DESIGN FOR BELONGING BY SUSIE WISE
In Design for Belonging: How to Build Inclusion and Collaboration in Your Communities, Susie Wise explains the importance of belonging:
Belonging helps us to be fully human. It gives us permission to share our talents and express our life force. It enables cooperation, collaboration, and the ability to work across difference. It emboldens our creativity and our problem-solving abilities. When people feel like they belong, they are able to be their best and do their best.
According to Wise, we can all design spaces that help people feel they belong, and she represents this intersection of belonging and design as “belonging + design = new ways of bringing people together, or new ways of people being together.”
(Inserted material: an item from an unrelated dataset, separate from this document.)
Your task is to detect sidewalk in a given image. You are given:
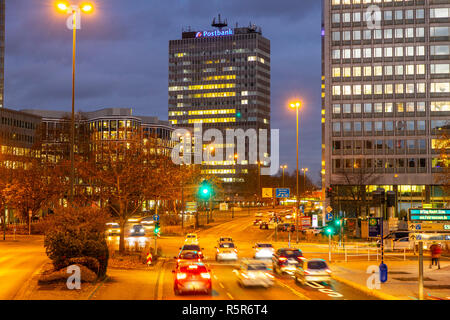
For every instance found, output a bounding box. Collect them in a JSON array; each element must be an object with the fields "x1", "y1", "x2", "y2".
[{"x1": 330, "y1": 257, "x2": 450, "y2": 300}]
Belonging means that we feel accepted and that we can show up as our authentic selves; we also feel that as a member of the community we can raise issues and challenge ideas. In contrast, othering is treating people who belong to a different group or community as inferior.
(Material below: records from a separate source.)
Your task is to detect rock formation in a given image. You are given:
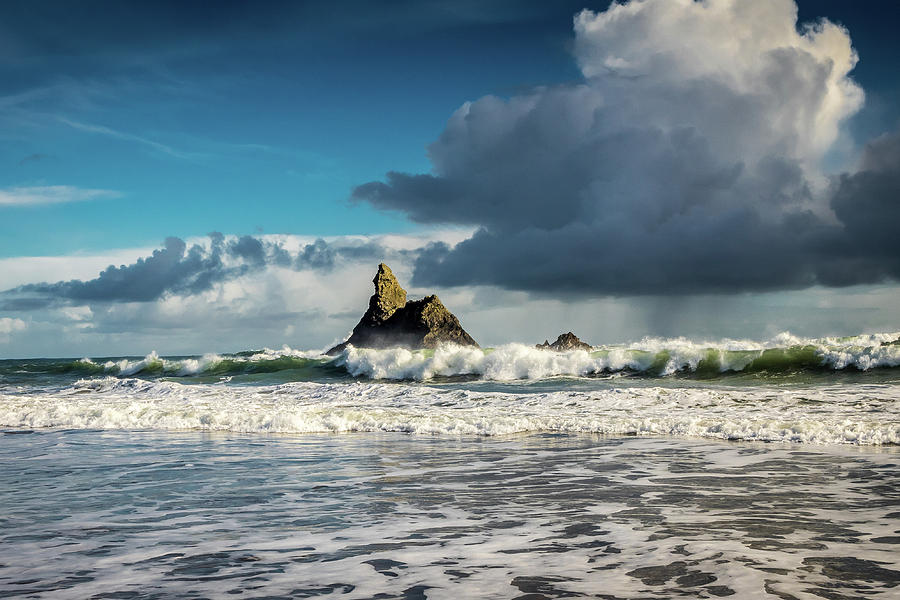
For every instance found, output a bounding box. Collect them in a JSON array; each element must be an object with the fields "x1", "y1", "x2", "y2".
[
  {"x1": 535, "y1": 331, "x2": 593, "y2": 352},
  {"x1": 328, "y1": 263, "x2": 478, "y2": 355}
]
We can shape belonging and avoid othering by using what Wise calls the levers of design. These levers are tools that help us move toward the goal of creating spaces where people feel safe to participate fully. They help us experiment with new ways of engaging with others.
- Space: cues us to what, how, and who we can be
- Roles: because they are designed as part of systems, they can be redesigned to create belonging
- Events: designing an event is crafting the experience, so belonging must be a through-line
- Rituals: help us focus on personal, interpersonal, and communal meaning-making
- Grouping: to foster belonging, be specific about what you hope to achieve by designing group structures
- Communications: be aware that all communications send explicit and implicit messages about who belongs and who does not
- Clothing: can act as a symbol of belonging
- Food: is sometimes an opportunity for coming together
- Schedules and Rhythms: can play an important role if they are designed to support people and their needs.
No matter what role we play, we can be reflective about whether or not our interactions create belonging or othering. When we become aware of the levers of belonging in our own communities, we can begin to use them with intention. Although this book is not specific to education, there are countless spaces educators can apply these principles to design and redesign spaces within our classrooms and school communities to foster belonging.